With all their vested and competing interests, the country’s business leaders are notorious when it comes to their inability to get behind a single mission.

But there are exceptions. Sometimes, these captains of industry can actually agree on something important—important enough for the welfare of the nation—that they can set aside their differences (petty or not) and push in the same direction.

We’re talking about the joint manifesto put out during the weekend by 14 major business groups, which have come together, political differences notwithstanding, to support the full implementation of the so-called “Sin Tax Reform Act of 2012.”

And getting behind this common cause are traditional rivals like the Makati Business Club and the Philippine Chamber of Commerce and Industry, which—although one will never hear their leaders say it openly—often find themselves on opposite ends of the local political spectrum.

Yes, both the MBC and the PCCI support the current Sin Tax Reform Law, along with the Employers Confederation of the Philippines; the Federation of Filipino-Chinese Chambers of Commerce and Industry; the Federation of Philippine Industries; the Financial Executives Institute of the Philippines; the Foundation for Economic Freedom, and the Management Association of the Philippines.

Also joining the crusade are the American Chamber of Commerce of the Philippines; the Australia-New Zealand Chamber of Commerce; the Canadian Chamber of Commerce; the European Chamber of Commerce of the Philippines; the Japanese Chamber of Commerce and Industry of the Philippines, and the Korea Chamber of Commerce Philippines.

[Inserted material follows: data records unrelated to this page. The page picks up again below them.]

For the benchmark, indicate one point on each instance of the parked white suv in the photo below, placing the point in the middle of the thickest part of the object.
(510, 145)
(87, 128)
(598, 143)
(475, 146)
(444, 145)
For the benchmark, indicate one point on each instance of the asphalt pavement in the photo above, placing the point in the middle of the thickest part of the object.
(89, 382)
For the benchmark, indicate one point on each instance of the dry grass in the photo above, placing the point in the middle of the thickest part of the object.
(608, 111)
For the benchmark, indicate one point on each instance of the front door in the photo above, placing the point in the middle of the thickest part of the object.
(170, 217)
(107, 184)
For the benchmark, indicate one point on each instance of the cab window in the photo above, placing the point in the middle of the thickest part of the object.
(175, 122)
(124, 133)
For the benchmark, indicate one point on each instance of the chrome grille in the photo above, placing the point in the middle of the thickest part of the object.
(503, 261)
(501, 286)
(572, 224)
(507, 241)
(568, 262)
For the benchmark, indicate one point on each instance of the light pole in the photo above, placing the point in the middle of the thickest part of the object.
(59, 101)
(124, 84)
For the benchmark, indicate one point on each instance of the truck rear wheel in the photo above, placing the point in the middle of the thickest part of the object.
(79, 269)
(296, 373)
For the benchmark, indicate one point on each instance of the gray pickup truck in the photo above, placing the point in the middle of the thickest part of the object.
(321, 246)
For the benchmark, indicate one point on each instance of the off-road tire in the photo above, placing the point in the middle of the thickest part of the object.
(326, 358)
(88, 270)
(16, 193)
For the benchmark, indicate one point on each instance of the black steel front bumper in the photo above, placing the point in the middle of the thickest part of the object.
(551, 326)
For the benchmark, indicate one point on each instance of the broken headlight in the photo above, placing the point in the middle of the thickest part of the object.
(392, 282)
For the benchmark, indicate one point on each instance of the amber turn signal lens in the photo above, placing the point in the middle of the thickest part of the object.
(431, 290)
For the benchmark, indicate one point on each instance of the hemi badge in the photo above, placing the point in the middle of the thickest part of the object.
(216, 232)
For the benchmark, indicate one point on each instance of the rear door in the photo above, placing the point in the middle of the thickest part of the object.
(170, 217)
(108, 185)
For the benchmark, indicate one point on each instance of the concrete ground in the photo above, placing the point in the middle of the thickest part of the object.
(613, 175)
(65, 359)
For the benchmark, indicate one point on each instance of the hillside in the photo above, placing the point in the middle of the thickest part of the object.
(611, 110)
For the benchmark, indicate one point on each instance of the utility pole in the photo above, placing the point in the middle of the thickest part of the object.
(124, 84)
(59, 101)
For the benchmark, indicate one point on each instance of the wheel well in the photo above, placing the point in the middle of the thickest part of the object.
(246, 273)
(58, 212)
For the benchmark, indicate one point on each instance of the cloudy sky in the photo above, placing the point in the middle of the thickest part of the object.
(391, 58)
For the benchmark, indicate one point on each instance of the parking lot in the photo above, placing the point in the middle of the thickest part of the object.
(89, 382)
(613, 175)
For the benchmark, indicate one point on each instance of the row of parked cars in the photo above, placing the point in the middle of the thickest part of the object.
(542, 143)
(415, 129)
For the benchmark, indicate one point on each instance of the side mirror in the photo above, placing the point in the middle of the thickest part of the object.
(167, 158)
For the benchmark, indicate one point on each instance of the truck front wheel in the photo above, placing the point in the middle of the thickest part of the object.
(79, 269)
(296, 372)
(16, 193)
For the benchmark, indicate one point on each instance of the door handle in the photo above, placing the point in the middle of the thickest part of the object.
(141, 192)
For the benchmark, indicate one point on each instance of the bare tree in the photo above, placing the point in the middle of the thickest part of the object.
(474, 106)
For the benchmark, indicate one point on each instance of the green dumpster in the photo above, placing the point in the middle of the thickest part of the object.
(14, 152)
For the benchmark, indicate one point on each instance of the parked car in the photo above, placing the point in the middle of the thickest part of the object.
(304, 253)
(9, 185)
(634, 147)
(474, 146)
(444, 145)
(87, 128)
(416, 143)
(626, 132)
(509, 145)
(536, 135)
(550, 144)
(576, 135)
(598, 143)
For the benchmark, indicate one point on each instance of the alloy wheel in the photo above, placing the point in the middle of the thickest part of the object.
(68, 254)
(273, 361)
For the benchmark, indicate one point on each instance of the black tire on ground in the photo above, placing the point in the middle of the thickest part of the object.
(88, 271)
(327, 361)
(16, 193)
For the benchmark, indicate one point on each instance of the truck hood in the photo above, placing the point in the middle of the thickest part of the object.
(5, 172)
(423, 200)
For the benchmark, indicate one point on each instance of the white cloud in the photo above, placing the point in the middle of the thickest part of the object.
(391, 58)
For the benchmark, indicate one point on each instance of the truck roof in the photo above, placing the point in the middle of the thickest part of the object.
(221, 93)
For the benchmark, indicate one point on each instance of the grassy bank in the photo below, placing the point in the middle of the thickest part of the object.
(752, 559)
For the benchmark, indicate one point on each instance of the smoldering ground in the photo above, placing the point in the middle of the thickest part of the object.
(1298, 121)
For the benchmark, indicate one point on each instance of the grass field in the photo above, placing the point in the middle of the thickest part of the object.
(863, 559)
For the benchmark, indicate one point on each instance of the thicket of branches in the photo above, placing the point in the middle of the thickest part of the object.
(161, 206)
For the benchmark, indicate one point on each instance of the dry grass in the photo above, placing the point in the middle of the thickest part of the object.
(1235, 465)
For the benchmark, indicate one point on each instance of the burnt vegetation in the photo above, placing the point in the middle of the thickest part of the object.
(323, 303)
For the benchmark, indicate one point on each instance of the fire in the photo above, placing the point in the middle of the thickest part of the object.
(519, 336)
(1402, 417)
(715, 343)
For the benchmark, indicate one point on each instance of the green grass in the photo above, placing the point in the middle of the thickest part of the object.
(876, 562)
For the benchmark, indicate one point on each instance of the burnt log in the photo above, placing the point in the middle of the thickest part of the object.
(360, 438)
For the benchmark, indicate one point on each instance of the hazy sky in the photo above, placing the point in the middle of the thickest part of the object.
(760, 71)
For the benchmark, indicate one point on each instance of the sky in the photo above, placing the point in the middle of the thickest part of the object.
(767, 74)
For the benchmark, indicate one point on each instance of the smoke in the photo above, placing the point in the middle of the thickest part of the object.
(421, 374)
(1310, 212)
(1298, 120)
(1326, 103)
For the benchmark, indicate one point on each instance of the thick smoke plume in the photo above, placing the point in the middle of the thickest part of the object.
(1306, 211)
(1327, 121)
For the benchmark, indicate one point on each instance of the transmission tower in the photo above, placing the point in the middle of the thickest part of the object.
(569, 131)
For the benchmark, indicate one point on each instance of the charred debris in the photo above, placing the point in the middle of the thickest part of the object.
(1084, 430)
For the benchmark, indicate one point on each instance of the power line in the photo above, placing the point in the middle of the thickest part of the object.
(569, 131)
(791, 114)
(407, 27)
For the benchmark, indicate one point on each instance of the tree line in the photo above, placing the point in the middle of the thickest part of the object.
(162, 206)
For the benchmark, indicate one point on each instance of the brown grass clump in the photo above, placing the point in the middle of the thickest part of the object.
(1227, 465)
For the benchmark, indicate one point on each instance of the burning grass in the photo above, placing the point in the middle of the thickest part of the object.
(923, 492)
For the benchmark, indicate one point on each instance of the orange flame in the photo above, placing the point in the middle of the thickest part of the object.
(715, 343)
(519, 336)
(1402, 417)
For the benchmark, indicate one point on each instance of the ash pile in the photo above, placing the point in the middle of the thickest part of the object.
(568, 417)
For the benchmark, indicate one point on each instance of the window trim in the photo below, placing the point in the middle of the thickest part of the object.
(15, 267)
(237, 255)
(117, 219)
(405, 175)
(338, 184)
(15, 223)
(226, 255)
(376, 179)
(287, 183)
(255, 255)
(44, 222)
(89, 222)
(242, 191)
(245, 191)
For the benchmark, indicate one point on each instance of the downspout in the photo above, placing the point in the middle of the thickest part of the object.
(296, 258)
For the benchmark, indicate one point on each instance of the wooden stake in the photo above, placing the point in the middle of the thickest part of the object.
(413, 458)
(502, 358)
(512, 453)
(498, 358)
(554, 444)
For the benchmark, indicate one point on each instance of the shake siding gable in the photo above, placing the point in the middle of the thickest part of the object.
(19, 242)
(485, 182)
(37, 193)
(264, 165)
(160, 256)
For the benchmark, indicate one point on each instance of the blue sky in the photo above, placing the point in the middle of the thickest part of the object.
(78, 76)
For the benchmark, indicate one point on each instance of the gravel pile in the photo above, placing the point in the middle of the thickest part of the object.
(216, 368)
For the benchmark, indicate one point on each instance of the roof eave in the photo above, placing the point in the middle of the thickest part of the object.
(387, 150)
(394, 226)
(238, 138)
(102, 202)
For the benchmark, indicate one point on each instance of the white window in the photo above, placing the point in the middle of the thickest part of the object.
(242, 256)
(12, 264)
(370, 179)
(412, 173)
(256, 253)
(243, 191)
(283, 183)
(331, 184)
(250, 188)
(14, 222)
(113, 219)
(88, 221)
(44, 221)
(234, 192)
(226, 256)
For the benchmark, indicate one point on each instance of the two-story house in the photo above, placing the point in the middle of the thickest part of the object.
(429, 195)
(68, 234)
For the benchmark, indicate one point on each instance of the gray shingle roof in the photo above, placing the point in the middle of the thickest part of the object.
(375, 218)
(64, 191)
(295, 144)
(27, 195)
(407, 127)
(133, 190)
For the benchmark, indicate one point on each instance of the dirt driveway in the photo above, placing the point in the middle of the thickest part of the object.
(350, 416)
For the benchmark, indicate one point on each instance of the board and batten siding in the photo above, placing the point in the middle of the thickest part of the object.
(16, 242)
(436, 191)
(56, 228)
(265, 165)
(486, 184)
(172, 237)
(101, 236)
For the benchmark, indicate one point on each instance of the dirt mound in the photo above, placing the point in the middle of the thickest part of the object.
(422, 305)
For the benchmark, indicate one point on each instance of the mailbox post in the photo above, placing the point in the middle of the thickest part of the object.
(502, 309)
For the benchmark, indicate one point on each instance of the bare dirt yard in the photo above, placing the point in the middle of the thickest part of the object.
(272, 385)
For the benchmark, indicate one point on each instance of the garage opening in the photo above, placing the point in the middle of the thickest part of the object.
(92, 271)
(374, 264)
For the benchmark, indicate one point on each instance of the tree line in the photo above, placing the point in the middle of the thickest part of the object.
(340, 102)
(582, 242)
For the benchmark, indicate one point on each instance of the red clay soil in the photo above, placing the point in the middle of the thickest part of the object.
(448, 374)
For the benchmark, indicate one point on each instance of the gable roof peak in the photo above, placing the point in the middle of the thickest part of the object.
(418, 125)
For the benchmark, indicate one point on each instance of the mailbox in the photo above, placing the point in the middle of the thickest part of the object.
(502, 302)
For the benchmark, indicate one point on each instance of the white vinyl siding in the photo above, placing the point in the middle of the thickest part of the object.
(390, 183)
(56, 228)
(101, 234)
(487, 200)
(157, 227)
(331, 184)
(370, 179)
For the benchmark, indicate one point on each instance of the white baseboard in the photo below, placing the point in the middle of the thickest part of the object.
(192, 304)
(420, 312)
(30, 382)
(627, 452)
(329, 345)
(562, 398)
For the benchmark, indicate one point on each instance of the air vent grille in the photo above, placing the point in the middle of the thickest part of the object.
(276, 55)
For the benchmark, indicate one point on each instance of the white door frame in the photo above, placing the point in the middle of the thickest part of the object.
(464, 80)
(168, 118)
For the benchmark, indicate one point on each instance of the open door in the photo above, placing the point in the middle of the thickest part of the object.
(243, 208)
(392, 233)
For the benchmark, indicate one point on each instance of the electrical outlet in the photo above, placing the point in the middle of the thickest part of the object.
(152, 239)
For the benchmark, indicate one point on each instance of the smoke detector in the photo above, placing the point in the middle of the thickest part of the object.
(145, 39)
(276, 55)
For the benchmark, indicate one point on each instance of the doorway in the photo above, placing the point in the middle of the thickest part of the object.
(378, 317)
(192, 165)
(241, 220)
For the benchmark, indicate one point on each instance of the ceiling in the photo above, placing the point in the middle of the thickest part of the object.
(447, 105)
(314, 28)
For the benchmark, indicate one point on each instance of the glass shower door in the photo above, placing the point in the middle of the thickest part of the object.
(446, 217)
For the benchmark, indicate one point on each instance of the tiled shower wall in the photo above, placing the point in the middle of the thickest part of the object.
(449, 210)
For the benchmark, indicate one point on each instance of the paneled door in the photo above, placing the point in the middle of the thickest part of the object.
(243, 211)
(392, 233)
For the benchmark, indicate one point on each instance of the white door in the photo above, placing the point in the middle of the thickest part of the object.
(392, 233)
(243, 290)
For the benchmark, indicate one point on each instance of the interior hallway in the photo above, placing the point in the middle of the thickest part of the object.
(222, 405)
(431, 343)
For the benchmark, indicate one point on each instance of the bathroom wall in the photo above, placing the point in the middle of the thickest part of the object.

Their common battle cry is to allow the Sin Tax Reform Law to “run its course” (language used first by Finance Secretary Carlos Dominguez III in a statement earlier last week).

What prompted this united stand? Well, there is a very strong lobby in Congress (and everyone knows how susceptible to particular types of lobbying the Lower House can be) to amend the law to retain the two-tier tax system for low- and high-price tobacco products and increase these tax brackets to P32 and P36 a cigarette pack, respectively—instead of allowing the law to unify the taxes under one rate as scheduled in January 2017.

The story everyone knows is that a unified sin tax rate will make it easier for the Bureau of Internal Revenues to collect taxes from all tobacco manufacturers, removing the discretion on classification, which can often lead to corruption (not to mention loss of revenues needed to fund the Duterte administration’s proposed P8-trillion infrastructure program).

But there is an unseen hand behind this lobby to retain the two-tier tax scheme. One particular tobacco player wants Congress to raise the tax rate for its market rival, which produces higher-priced products, while imposing a smaller increase on its own lower-priced products. If its proposal is adopted by Congress, this tobacco manufacturer’s products will remain affordable to the masses, while those of its rival will end up prohibitively priced, thus pushing more smokers to the low-priced manufacturer. One cursory glance at the tobacco manufacturing landscape will reveal the forces behind this hidden hand.